BATAM – Penyelidikan kasus dugaan pengrusakan terumbu karang di pantai Melayu, Rempang Cate, Galang, Batam. Penyidik Kepolisian Polresta Barelang berlanjut dengan melakukan pemeriksaan Tempat Kejadian Perkara(TKP) bersama dengan pihak Dinas Kelautan dan Perikanan (DKP) Provinsi Kepri di Pantai Melayu, pada Rabu 6 September 2023, pukul 15.00 WIB.
Pemeriksaan TKP ini disaksikan langsung oleh Tim Penasehat Hukum Kerabat Masyarakat Adat Tempatan (KERAMAT) dari Kantor Hukum 74 & Associates, Alfons Loemau dan Petrus Salestinus yang mana dalam hal ini sebagai kuasa daripada Gerisman Achmad selaku pengelola pantai Melayu dan Ketua KERAMAT.
“Jadi, sebenarnya dari penyidik Kepolisian Polresta Barelang ingin datang meninjau lokasi untuk melihat, bagaimana dan apa yang sebenarnya yang terjadi kerusakan lingkungan terumbu karang yang terjadi di pantai Melayu ini.

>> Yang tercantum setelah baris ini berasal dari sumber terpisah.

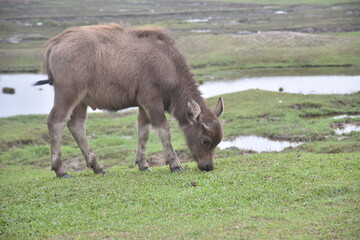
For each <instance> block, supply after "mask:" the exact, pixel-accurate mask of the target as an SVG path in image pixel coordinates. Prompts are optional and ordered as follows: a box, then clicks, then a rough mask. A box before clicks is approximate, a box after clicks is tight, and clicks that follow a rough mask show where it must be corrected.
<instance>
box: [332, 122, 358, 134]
mask: <svg viewBox="0 0 360 240" xmlns="http://www.w3.org/2000/svg"><path fill="white" fill-rule="evenodd" d="M334 131H335V133H336V134H338V135H343V134H348V133H351V132H360V125H356V124H355V123H341V124H340V123H337V124H336V125H335V127H334Z"/></svg>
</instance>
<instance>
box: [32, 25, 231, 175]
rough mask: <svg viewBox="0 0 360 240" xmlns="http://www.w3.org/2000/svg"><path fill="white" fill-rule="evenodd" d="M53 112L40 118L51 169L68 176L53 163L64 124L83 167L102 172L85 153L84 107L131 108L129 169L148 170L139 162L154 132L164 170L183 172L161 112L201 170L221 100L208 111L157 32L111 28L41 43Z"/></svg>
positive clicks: (156, 30)
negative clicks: (211, 110)
mask: <svg viewBox="0 0 360 240" xmlns="http://www.w3.org/2000/svg"><path fill="white" fill-rule="evenodd" d="M44 69H45V70H46V72H47V75H48V80H44V81H39V82H37V83H36V85H41V84H46V83H49V84H52V85H53V86H54V90H55V99H54V106H53V108H52V110H51V112H50V114H49V117H48V128H49V133H50V139H51V169H52V170H54V171H55V173H56V176H58V177H69V175H68V174H67V172H66V170H65V169H64V166H63V164H62V161H61V152H60V141H61V138H62V135H63V130H64V128H65V126H67V127H68V128H69V130H70V132H71V133H72V135H73V136H74V138H75V140H76V142H77V143H78V145H79V148H80V149H81V151H82V153H83V155H84V157H85V159H86V163H87V165H88V166H89V167H91V168H92V169H93V171H94V172H95V173H101V174H105V173H106V171H105V170H104V168H103V167H102V166H101V165H100V164H99V163H98V162H97V160H96V158H95V154H94V153H93V152H92V151H91V149H90V148H89V145H88V142H87V139H86V135H85V119H86V109H87V107H88V106H90V107H91V108H92V109H106V110H110V111H118V110H120V109H124V108H128V107H136V106H137V107H139V115H138V148H137V156H136V163H137V164H138V166H139V169H140V170H141V171H151V170H150V168H149V166H148V164H147V162H146V158H145V156H146V142H147V140H148V137H149V132H150V128H152V129H154V130H155V131H156V132H157V134H158V136H159V138H160V140H161V142H162V145H163V147H164V151H165V155H166V162H167V164H169V166H170V170H171V171H172V172H177V171H183V169H182V167H181V165H180V162H179V160H178V158H177V156H176V153H175V151H174V149H173V147H172V145H171V140H170V130H169V125H168V122H167V120H166V117H165V114H164V112H165V111H167V112H169V113H171V114H172V115H173V116H174V117H175V118H176V119H177V120H178V121H179V124H180V127H181V129H182V130H183V131H184V134H185V136H186V140H187V143H188V146H189V148H190V151H191V153H192V155H193V157H194V159H195V160H196V161H197V163H198V167H199V169H201V170H205V171H210V170H212V169H213V168H214V164H213V152H214V149H215V147H216V146H217V145H218V143H219V142H220V141H221V139H222V136H223V131H222V125H221V124H220V122H219V120H218V117H219V116H220V115H221V113H222V112H223V109H224V106H223V100H222V98H219V101H218V103H217V105H216V107H215V110H214V111H211V110H209V109H208V107H207V106H206V104H205V101H204V99H203V98H202V97H201V94H200V92H199V90H198V88H197V85H196V82H195V80H194V78H193V75H192V74H191V73H190V68H189V66H188V65H187V64H186V62H185V59H184V57H183V56H182V55H181V54H180V53H179V51H178V50H177V49H176V47H175V46H174V41H173V39H172V38H171V37H169V36H168V35H167V34H166V33H165V32H164V31H162V30H160V29H154V28H135V29H130V28H123V27H121V26H119V25H116V24H110V25H98V26H84V27H75V28H70V29H67V30H66V31H64V32H63V33H61V34H59V35H57V36H55V37H54V38H52V39H50V40H49V41H48V45H47V48H46V50H45V54H44Z"/></svg>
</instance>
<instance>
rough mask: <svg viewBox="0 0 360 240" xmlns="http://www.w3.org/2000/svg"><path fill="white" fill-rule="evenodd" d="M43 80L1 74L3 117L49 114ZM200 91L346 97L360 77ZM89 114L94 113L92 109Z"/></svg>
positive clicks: (240, 86) (272, 78) (261, 77)
mask: <svg viewBox="0 0 360 240" xmlns="http://www.w3.org/2000/svg"><path fill="white" fill-rule="evenodd" d="M43 79H47V76H46V75H44V74H0V89H3V88H4V87H9V88H14V89H15V94H11V95H10V94H3V93H0V117H8V116H16V115H25V114H48V113H49V112H50V110H51V107H52V105H53V98H54V90H53V87H51V86H49V85H43V86H39V87H33V86H32V84H34V83H35V82H36V81H38V80H43ZM199 88H200V91H201V92H202V93H203V97H205V98H209V97H212V96H217V95H221V94H225V93H232V92H238V91H244V90H248V89H262V90H269V91H278V90H279V88H282V89H283V91H284V92H288V93H302V94H311V93H312V94H333V93H338V94H344V93H352V92H356V91H360V76H302V77H290V76H288V77H286V76H280V77H252V78H242V79H238V80H234V81H216V82H206V83H204V84H203V85H201V86H200V87H199ZM97 111H99V110H97ZM89 112H93V111H92V110H91V109H90V108H89Z"/></svg>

Hal itu yang mereka minta agar mereka datang ke sini disaksikan oleh Kuasa Hukum dari pengelola pantai Melayu ini yaitu pak Gerisman. Nah, makanya kami dampingi. Namun, yang kita agak heran datang mereka membawa alat pacul untuk membongkar pasangan batu penyangga pantai. Sehingga dari itu masyarakat keberatan, karena jika ingin melihat terumbu karang ya lihat saja yang mana terumbu karangnya,” ujar Alfons Loemau kepada wartawan usai peninjauan tersebut.

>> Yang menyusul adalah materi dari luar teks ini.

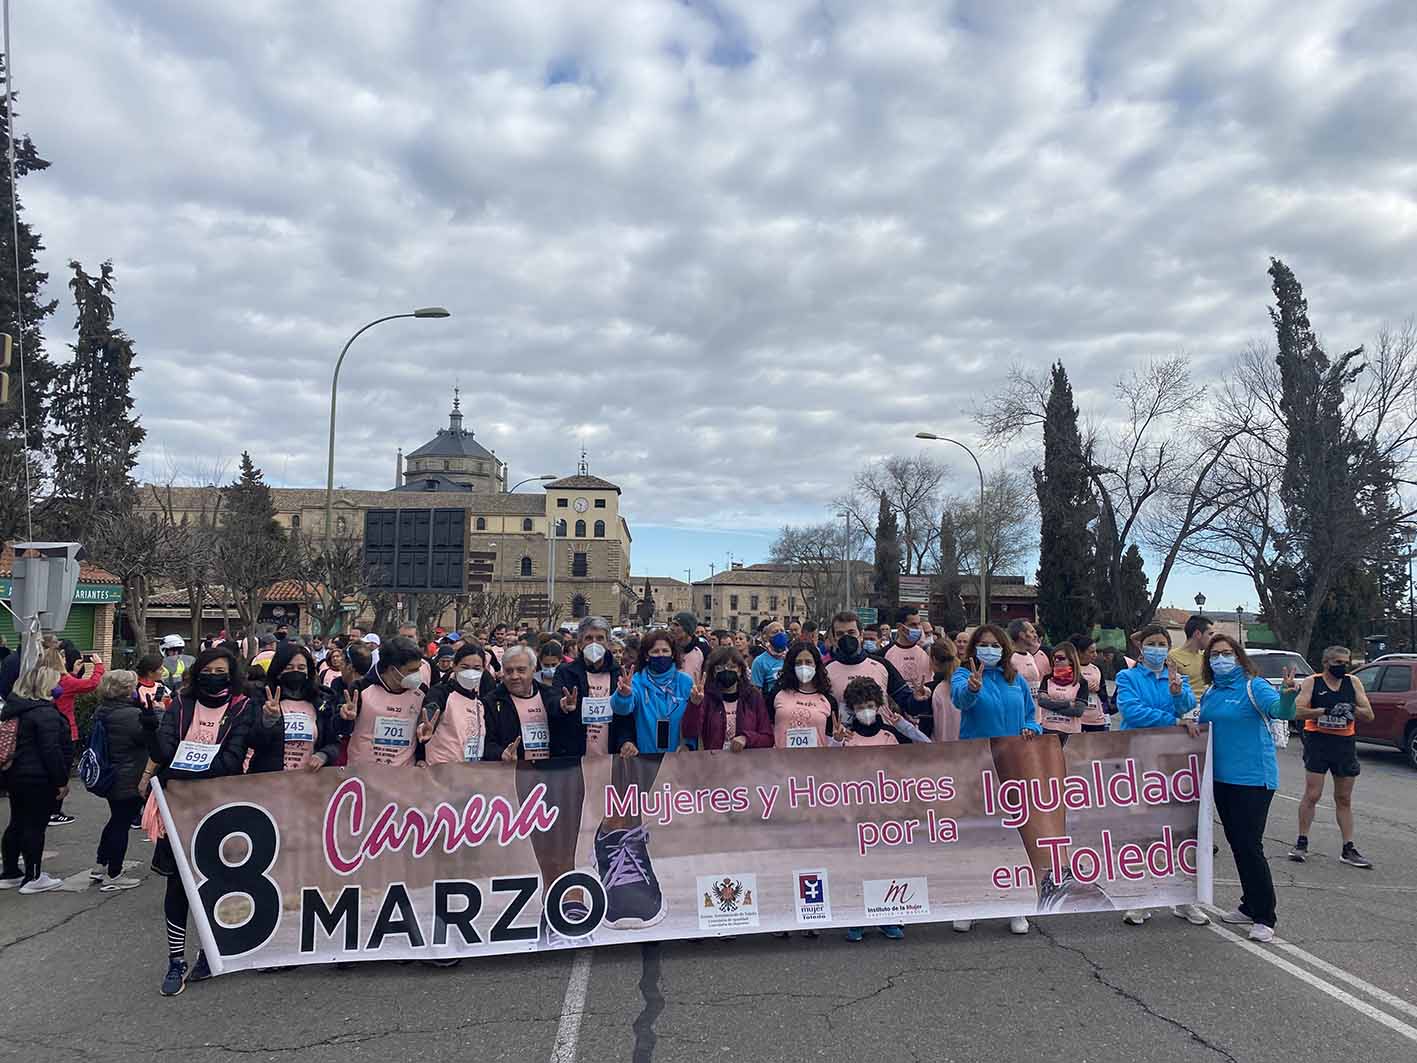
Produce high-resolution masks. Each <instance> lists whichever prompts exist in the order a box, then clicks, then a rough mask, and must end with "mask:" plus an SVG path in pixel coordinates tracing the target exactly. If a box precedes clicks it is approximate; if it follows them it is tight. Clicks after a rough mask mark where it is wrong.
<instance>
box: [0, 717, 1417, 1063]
mask: <svg viewBox="0 0 1417 1063" xmlns="http://www.w3.org/2000/svg"><path fill="white" fill-rule="evenodd" d="M1359 755H1360V758H1362V763H1363V777H1362V778H1360V780H1359V784H1357V843H1359V846H1360V848H1362V849H1363V850H1365V852H1366V855H1367V856H1369V857H1370V859H1372V860H1373V862H1374V863H1376V865H1377V866H1376V869H1374V870H1370V872H1363V870H1357V869H1353V867H1348V866H1345V865H1340V863H1339V862H1338V850H1339V836H1338V829H1336V826H1335V825H1333V818H1332V805H1331V804H1329V802H1328V801H1325V804H1323V806H1321V811H1319V819H1318V822H1316V823H1315V828H1314V831H1312V833H1311V838H1312V842H1311V845H1312V849H1314V850H1315V856H1312V857H1311V859H1309V862H1308V863H1305V865H1298V863H1291V862H1289V860H1287V859H1285V855H1284V853H1285V852H1287V850H1288V846H1289V843H1291V842H1292V840H1294V833H1295V815H1297V808H1298V805H1297V802H1295V799H1297V798H1298V795H1299V792H1301V791H1302V778H1304V774H1302V765H1301V763H1299V750H1298V743H1295V744H1294V746H1291V748H1289V750H1288V751H1287V753H1284V754H1282V755H1281V777H1282V788H1281V794H1282V795H1284V797H1282V798H1280V799H1277V801H1275V805H1274V811H1272V814H1271V818H1270V829H1268V839H1270V853H1271V866H1272V869H1274V872H1275V879H1277V882H1278V884H1280V927H1278V933H1280V943H1277V944H1275V945H1268V947H1258V945H1250V944H1248V943H1246V944H1241V943H1240V938H1238V937H1236V935H1233V934H1230V933H1217V931H1216V930H1210V928H1197V927H1190V926H1187V924H1185V923H1183V921H1180V920H1176V918H1172V917H1170V916H1169V914H1165V913H1162V914H1158V916H1156V917H1155V918H1153V920H1152V921H1151V923H1149V924H1148V926H1146V927H1139V928H1136V927H1125V926H1122V923H1121V917H1119V916H1115V914H1108V916H1061V917H1053V918H1047V920H1036V921H1034V927H1036V930H1034V933H1032V934H1029V935H1027V937H1012V935H1009V933H1007V930H1006V927H1005V926H1003V924H1002V923H990V924H979V926H976V927H975V930H973V933H971V934H955V933H952V931H951V930H949V927H948V926H931V927H925V928H921V927H911V928H908V933H907V938H905V940H904V941H901V943H891V941H887V940H886V938H883V937H880V935H877V934H871V935H869V937H867V938H866V941H864V943H862V944H857V945H852V944H847V943H846V941H843V940H842V937H840V935H839V931H833V933H832V934H830V935H829V937H823V938H820V940H818V941H811V940H802V938H792V940H789V941H781V940H778V938H774V937H743V938H738V940H737V941H733V943H724V941H707V943H703V944H690V943H669V944H662V945H655V944H652V945H635V947H609V948H597V950H588V951H584V952H580V954H551V955H541V957H536V955H531V957H506V958H489V960H485V961H479V962H476V964H473V962H465V964H463V965H462V967H459V968H455V969H435V968H428V967H419V965H408V967H398V965H393V964H366V965H359V967H356V968H353V969H349V971H334V969H329V968H303V969H295V971H289V972H281V974H238V975H230V977H225V978H220V979H214V981H211V982H204V984H200V985H194V986H191V988H188V989H187V992H184V994H183V995H181V996H177V998H173V999H163V998H160V996H159V994H157V986H159V982H160V981H162V975H163V969H164V965H166V964H164V943H163V923H162V880H160V879H156V877H154V876H150V874H149V872H147V870H146V857H147V855H149V846H147V843H146V842H143V840H140V839H139V835H136V833H135V835H133V838H135V843H133V852H132V856H137V857H140V859H142V860H143V866H142V869H140V872H139V873H140V874H142V876H145V879H146V880H145V883H143V886H142V887H140V889H136V890H130V892H128V893H106V894H105V893H98V892H94V890H89V892H84V893H68V892H62V893H50V894H41V896H35V897H20V896H18V894H16V893H13V892H7V893H0V1059H4V1060H9V1059H27V1060H34V1059H57V1060H64V1059H79V1060H82V1059H95V1060H105V1063H111V1062H112V1060H129V1059H133V1060H136V1059H154V1060H164V1059H180V1060H191V1063H205V1062H207V1060H235V1059H241V1060H259V1059H279V1057H282V1056H283V1053H293V1052H299V1053H300V1059H302V1060H309V1062H310V1063H319V1062H320V1060H351V1059H371V1060H373V1059H418V1060H419V1062H421V1063H436V1062H438V1060H463V1059H466V1057H469V1053H472V1057H475V1059H478V1060H479V1062H482V1060H486V1062H490V1060H519V1062H521V1060H558V1062H560V1063H570V1060H575V1059H580V1060H587V1062H595V1060H632V1062H633V1063H649V1062H650V1060H660V1062H663V1063H667V1062H672V1060H701V1059H706V1057H714V1059H723V1060H801V1059H815V1060H862V1059H880V1060H896V1059H908V1060H981V1059H989V1060H1027V1062H1029V1063H1036V1060H1040V1059H1068V1060H1077V1062H1080V1063H1081V1062H1085V1060H1136V1062H1142V1063H1151V1062H1161V1060H1168V1062H1169V1060H1243V1062H1244V1063H1250V1062H1251V1060H1254V1062H1255V1063H1261V1062H1265V1060H1275V1062H1277V1063H1294V1062H1295V1060H1298V1059H1314V1060H1340V1062H1342V1063H1367V1062H1369V1060H1372V1062H1374V1063H1376V1062H1386V1060H1410V1059H1417V962H1414V954H1417V771H1413V770H1411V768H1408V767H1406V764H1404V763H1403V761H1401V758H1400V755H1399V754H1397V753H1396V751H1383V750H1376V748H1366V747H1365V748H1362V750H1360V754H1359ZM1285 798H1288V799H1285ZM69 811H72V812H75V814H77V815H78V816H79V821H78V822H77V823H74V825H71V826H65V828H55V829H51V831H50V840H48V848H50V849H52V850H55V852H57V855H55V856H54V857H52V859H50V862H48V870H51V872H52V873H64V874H74V873H77V872H82V870H84V869H86V867H88V866H89V863H91V862H92V855H94V842H95V840H96V836H98V831H99V828H101V825H102V819H103V812H105V811H106V809H105V808H103V806H102V805H101V802H98V801H94V799H91V798H88V797H86V795H77V797H75V799H72V801H71V809H69ZM1216 829H1217V838H1219V825H1217V828H1216ZM1216 874H1217V880H1219V882H1217V897H1216V900H1217V904H1221V906H1224V907H1233V904H1234V901H1236V899H1237V894H1238V890H1237V887H1236V884H1234V883H1236V880H1234V869H1233V865H1231V863H1230V860H1229V853H1226V852H1224V846H1221V856H1220V857H1219V859H1217V872H1216Z"/></svg>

Kata dia, keberatan masyarakat tersebut bukan tanpa sebab, jikalau dikatakan bahwa ada pengrusakan terumbu karang di pantai Melayu ini tentu kedatangan penyidik Polresta Barelang bersama dengan DKP seharusnya sudah mempunyai data terumbu karang mana yang telah diduga dirusak di pantai tersebut.
“Terumbu karang itu ada istilah teknis kok, ada peraturan pemerintahnya yang mana dimaksud terumbu karang. Kemudian, kalau kita mau sebutkan ada kerusakan terumbu karang dan sebagainya dari tempat mana terumbu karang itu diambil? Pasti harus ada data dari pihak Kelautan sekian tahun begini loh kondisi terumbu karang yang ada habitatnya, seperti tempat pemijahan ikan dan sebagainya. Setelah demikian, di ambilah terumbu karang dari habitat sana yang mengalami kerusakan dan berapa persen kerusakan barulah namanya lokus delik tempat kejadian. Kemudian dari tempat terumbu karang kapan diambilnya? Sehingga sudah menjadi batu-batuan begini atau dijadikan pasangan batu penyangga pantai untuk menghambat abrasi pantai,” jelasnya.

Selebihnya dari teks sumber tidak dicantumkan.